Cent livres. Nous sommes riches.

Cette idée, légère au début, s’alourdit chaque jour d’une marque. Une petite encoche qui fragilise un peu le fil des jours. Jour après jour.
Ce matin, c’est le centième livre.
Mes amis sont sensibles au nombre et au temps:
3650 pages sans compter les années bissextiles. Soit environ 36 ouvrages de 100 pages en moyenne sur 10 ans, soit 3 à 4 livres par an.
— Alors, là, c’est un sacré chantier!
— Déjà qu’avec sa propre bibliothèque, si en plus celle de sa voisine
!
Ça me plait beaucoup. Pas sûre que tu tiennes 10 ans, mais je veux bien parier.
— Comme la vie passe. Dommage, je commençais à m’y habituer…

Ou à la variété:
— Quelle merveille que cette herborisation dans tes chemins littéraires; c’est le contraire du désherbage pratiqué par les bibliothécaires, une surprise et une dégustation toujours renouvelées.
— C’est un peu comme une exposition des traces qui nous (t’)on construit(e)s, et ça ouvre plein de petites fenêtres sur l’immensité du vivant.
— J’imagine une cuillère de pâtes au sucre une fourchette de lapin aux pruneaux une lichette de pommard un morceau de gâteau au chocolat une patte de tourteau à Port-Vendres…
A la virtualité:
— Si j’ai bien compris, tu donnes tes bouquins?
— T’es tellement bouleversée de les jeter (même virtuellement) que tu en fais des fautes d’orthographe, c’est dire!
— J’aime beaucoup ton texte sur la dépossession décidée qui tient encore du partage, j’aime beaucoup ton entreprise d’écoulement littéraire et bibliophilique virtuelle.
Au croisement avec leurs préoccupations:
— Tu recopies le fragment en question? c’est dingue comme boulot! (as-tu remarqué la drôle de tête du c cédille dans ta police?)
— Je me suis déjà connectée et fais un peu de miel avec ton envoi du jour. Je reviendrai souvent sur la toile dès que ma petite fille fera la sieste!
— Je trouve ça très intéressant ton truc. Ce qui est sûr, c’est que ça donne envie de lire.
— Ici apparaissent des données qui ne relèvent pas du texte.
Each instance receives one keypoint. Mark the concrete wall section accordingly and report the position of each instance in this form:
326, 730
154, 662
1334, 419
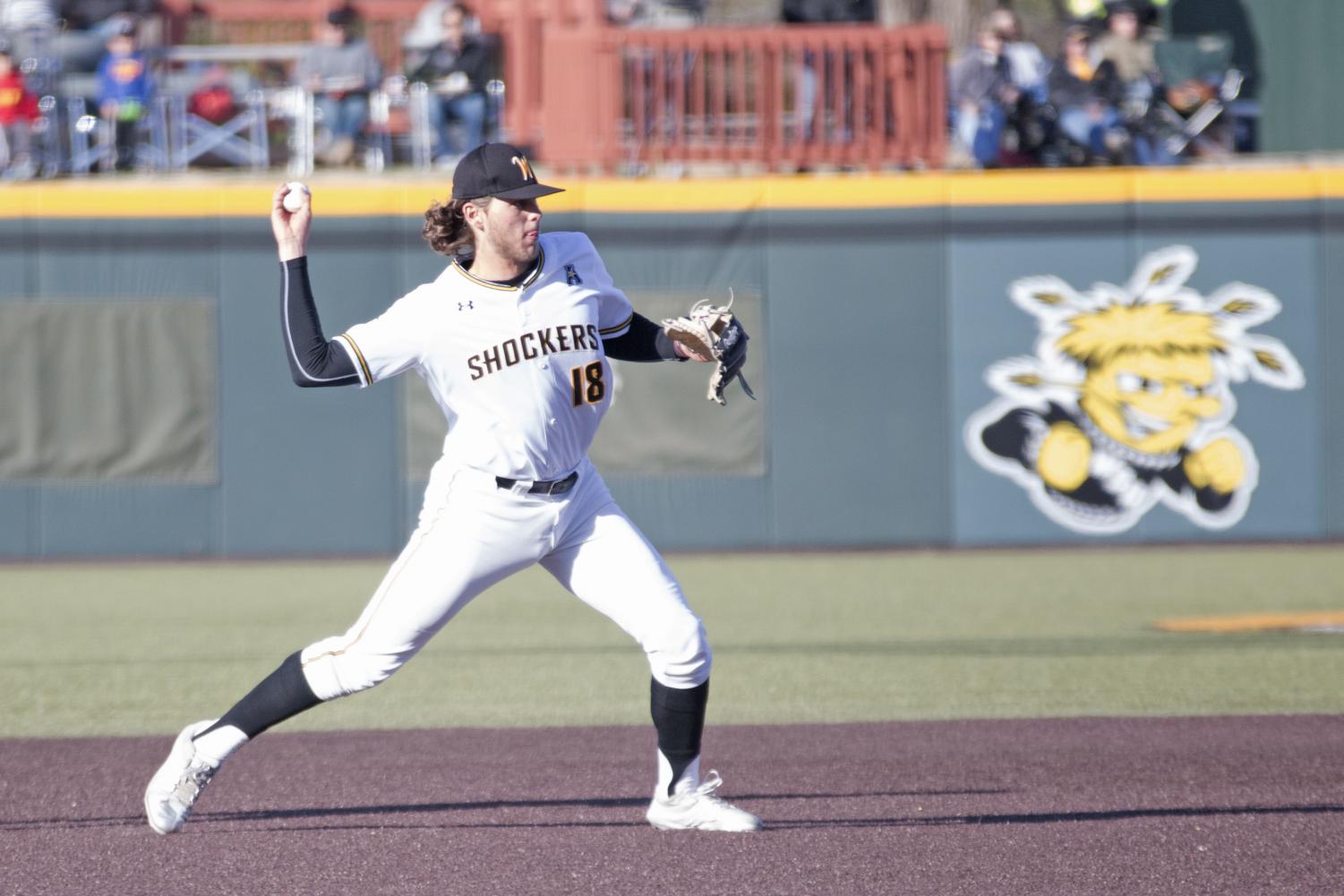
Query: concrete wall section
877, 328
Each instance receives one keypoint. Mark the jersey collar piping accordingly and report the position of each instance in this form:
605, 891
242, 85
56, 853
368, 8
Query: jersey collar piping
531, 278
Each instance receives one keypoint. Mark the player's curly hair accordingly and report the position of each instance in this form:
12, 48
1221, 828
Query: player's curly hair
445, 227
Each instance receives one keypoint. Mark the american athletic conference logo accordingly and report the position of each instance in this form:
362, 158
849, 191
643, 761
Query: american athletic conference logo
1128, 399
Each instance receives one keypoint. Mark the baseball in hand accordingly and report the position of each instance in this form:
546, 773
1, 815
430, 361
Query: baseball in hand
295, 196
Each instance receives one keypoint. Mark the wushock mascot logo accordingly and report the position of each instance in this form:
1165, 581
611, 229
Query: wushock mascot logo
1128, 400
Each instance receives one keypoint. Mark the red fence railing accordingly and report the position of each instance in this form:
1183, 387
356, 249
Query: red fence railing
584, 94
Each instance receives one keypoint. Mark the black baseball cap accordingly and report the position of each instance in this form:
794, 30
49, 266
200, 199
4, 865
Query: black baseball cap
498, 169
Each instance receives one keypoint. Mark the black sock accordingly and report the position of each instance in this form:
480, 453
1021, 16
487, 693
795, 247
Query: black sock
281, 695
679, 719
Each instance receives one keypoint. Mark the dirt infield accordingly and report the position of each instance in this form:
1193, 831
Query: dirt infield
1222, 805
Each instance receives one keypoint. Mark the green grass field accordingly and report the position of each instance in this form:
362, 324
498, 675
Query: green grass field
97, 649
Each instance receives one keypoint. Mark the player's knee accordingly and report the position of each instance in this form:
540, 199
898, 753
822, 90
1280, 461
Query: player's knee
339, 675
681, 657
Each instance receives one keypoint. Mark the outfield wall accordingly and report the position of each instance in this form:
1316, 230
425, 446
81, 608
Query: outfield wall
150, 411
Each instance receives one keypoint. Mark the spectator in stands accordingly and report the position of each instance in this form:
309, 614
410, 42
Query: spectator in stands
1126, 55
1027, 64
90, 23
339, 69
27, 26
18, 115
125, 88
456, 73
426, 32
1086, 115
1026, 128
981, 93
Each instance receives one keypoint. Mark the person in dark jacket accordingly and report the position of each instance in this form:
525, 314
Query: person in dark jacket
456, 73
1083, 96
981, 94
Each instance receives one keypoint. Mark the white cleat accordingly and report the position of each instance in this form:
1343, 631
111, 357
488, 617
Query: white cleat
177, 783
695, 807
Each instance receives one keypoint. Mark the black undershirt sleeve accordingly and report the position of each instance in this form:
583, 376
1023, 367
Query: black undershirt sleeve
313, 360
638, 343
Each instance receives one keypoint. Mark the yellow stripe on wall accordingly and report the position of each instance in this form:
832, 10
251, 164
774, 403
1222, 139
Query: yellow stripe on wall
244, 196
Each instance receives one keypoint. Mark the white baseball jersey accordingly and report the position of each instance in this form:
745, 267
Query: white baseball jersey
518, 371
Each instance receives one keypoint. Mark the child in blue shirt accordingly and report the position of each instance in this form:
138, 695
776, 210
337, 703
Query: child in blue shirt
125, 88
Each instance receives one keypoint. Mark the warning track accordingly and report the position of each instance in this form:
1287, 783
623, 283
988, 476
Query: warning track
1209, 805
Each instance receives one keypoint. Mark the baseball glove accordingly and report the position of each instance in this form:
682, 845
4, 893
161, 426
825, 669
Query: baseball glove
711, 330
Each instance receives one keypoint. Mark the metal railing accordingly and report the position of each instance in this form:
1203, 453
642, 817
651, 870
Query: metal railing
852, 97
585, 94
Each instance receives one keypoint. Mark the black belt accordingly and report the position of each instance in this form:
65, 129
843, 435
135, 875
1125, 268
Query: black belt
554, 487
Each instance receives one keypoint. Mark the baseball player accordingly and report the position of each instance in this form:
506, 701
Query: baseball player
512, 338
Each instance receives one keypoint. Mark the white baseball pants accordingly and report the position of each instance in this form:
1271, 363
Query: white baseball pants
472, 535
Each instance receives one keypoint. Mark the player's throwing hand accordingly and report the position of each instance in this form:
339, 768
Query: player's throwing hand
290, 228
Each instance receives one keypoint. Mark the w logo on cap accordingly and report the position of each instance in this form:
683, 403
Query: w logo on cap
523, 166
Dans tous les sens.
— Super idée, je m’inscris !
— Le format est bien, court, juste le temps d’un bout de voyage et retour…à suivre.
Ou à mon délire à propos de la cohérence du hasard:
— Il est certain que les livres se causent. Imagine collés ainsi les uns aux autres, debout, couchés, dans le noir, à la lumière, dans l’humidité des caves, trop près du poêle. Oui… Maintenant, il s’agit d’écrire le livre de ce qu’ils se racontent!
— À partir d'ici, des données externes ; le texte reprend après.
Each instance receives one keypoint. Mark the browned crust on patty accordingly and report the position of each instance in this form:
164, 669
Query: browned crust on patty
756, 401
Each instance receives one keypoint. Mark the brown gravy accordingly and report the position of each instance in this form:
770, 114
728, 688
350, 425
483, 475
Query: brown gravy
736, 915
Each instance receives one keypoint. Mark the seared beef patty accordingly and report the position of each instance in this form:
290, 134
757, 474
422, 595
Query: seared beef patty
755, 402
— En plus, de lire tes chroniques fait la démonstration qu’il y a des lectures générationnelles. Tant de livres-frères dans ma propre bibli!
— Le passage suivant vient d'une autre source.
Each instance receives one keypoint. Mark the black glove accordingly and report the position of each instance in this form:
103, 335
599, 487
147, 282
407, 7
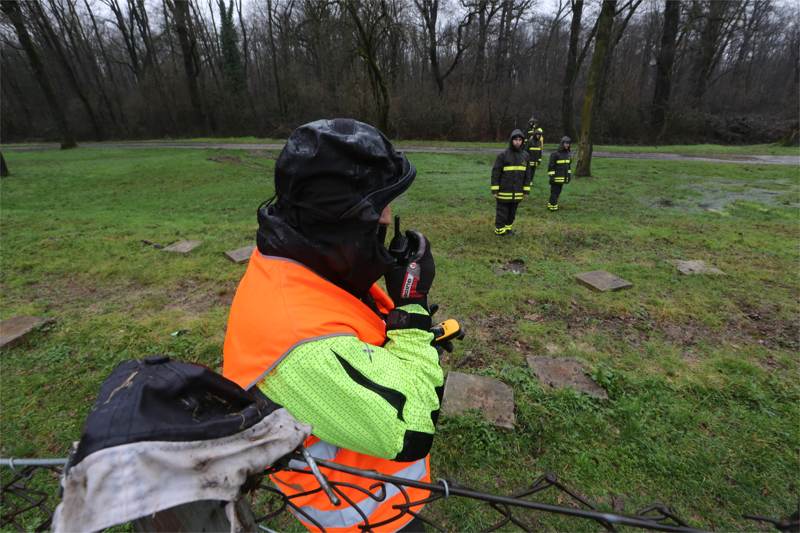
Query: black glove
409, 281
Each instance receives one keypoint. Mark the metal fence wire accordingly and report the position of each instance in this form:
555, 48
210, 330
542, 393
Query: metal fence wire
26, 506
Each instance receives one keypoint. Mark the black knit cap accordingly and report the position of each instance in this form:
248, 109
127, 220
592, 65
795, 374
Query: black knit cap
332, 180
157, 399
338, 170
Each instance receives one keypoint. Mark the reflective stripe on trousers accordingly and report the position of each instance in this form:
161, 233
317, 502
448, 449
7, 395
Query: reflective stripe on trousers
348, 516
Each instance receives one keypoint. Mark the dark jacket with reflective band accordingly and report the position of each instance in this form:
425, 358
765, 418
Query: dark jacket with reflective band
535, 146
511, 174
558, 169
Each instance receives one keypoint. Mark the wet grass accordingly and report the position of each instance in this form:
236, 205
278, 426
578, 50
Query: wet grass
701, 372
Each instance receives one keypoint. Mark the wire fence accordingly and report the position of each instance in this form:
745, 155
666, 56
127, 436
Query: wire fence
28, 506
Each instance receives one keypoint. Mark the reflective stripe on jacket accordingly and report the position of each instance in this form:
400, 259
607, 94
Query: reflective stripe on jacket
535, 146
280, 304
511, 175
559, 169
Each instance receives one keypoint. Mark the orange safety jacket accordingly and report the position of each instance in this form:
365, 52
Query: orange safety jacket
279, 305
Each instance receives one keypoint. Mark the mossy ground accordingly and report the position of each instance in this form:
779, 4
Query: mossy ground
702, 372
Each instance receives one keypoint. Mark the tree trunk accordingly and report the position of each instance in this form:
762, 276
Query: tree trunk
54, 43
180, 13
594, 85
274, 54
4, 173
709, 42
12, 10
367, 49
571, 72
429, 10
666, 58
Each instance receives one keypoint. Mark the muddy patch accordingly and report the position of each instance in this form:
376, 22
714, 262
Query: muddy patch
230, 159
717, 195
261, 154
565, 372
194, 297
766, 325
515, 266
189, 295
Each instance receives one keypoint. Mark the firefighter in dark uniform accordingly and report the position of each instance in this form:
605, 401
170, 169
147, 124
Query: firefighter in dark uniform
511, 182
535, 145
559, 171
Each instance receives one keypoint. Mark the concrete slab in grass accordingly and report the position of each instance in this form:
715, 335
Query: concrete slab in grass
240, 255
494, 399
564, 372
693, 267
15, 329
600, 280
182, 247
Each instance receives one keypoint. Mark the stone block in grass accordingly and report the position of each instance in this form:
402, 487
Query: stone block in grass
182, 247
564, 372
694, 267
492, 398
240, 255
13, 330
602, 281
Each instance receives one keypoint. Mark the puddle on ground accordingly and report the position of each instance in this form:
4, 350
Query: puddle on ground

— C’est pas beau le puzzle de la vie? où kilé le scénariste?
— Le labyrinthe, comme figure d’une pensée articulée sur ses propres méandres et fascinée par elle même.

Voilà le jeu. Chacun sa pioche. Des faits inattendus se produisent : je prends par hasard et j’ouvre au hasard à plusieurs jours d’intervalle deux volumes de Hoffmann — et dans les deux le héros est dans la peau d’un chat. La veille, La Cuisinière Provençale, éditée à Marseille — le lendemain, l’exploration de Marseille par Ali Taptik. L’Armée Furieuse, de Vargas, alors que je suis en train de lire le récit de la Grande Chasse par un personnage du Moulin du Frau d’Eugène Le Roy.
Chaque livre croise une conversation, avive un événement, fait vaciller une idée trop claire…
Je continue, avide du hasard, gratuite.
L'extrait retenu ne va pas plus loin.